The primary objective was to demonstrate the vaccine efficacy of one dose of RSVPreF3 OA vaccine against RSV-related lower respiratory tract disease, confirmed by reverse transcriptase polymerase chain reaction (RT-PCR), over one season. of VRS.
The criterion for meeting the primary objective was a lower limit of the confidence interval around the efficacy estimate of more than 20%. Efficacy against RSV-related severe lower respiratory tract disease and RSV-related acute respiratory infection was evaluated, and analyzes were performed according to RSV subtype (A and B). Safety was evaluated.
Results
A total of 24,966 participants received one dose of the RSVPreF3 OA vaccine (12,467 participants) or placebo (12,499). During a median follow-up of 6.7 months , vaccine efficacy against RSV-related lower respiratory tract disease confirmed by RT-PCR was 82.6% (confidence interval [CI] 96.95 %, 57.9 to 94.1), with 7 cases (1.0 per 1000 participant-years) in the vaccine group and 40 cases (5.8 per 1000 participant-years) in the placebo group.
Vaccine efficacy was 94.1% (95% CI, 62.4 to 99.9) against RSV-related severe lower respiratory tract disease (assessed on the basis of clinical signs or by investigator) and 71.7% (95% CI, 56.2 to 82.3) versus RSV. -related acute respiratory infection.
Vaccine efficacy was similar against RSV subtypes A and B (for RSV-related lower respiratory tract disease: 84.6% and 80.9%, respectively; for RSV-related acute respiratory infection: 71. 9% and 70.6%, respectively).
High vaccine efficacy was observed in various age groups and in participants with coexisting conditions. The RSVPreF3 OA vaccine was more reactogenic than placebo, but most adverse events for which reports were requested were transient, with mild to moderate severity. The incidence of serious adverse events and possible immune-mediated diseases was similar in the two groups.

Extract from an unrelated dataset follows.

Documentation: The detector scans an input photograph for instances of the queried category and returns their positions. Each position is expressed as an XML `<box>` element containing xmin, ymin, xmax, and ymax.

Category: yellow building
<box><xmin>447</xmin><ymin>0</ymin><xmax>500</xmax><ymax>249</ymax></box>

Conclusions A single dose of RSVPreF3 OA vaccine had an acceptable safety profile and prevented RSV-related acute respiratory infection and lower respiratory tract disease and RSV-related severe lower respiratory tract disease in adults aged 60 years. or more, regardless of RSV subtype and the presence of underlying coexisting conditions. |
(Funded by GlaxoSmithKline Biologicals; number AReSVi-006 ClinicalTrials.gov, NCT04886596. opens in new tab.)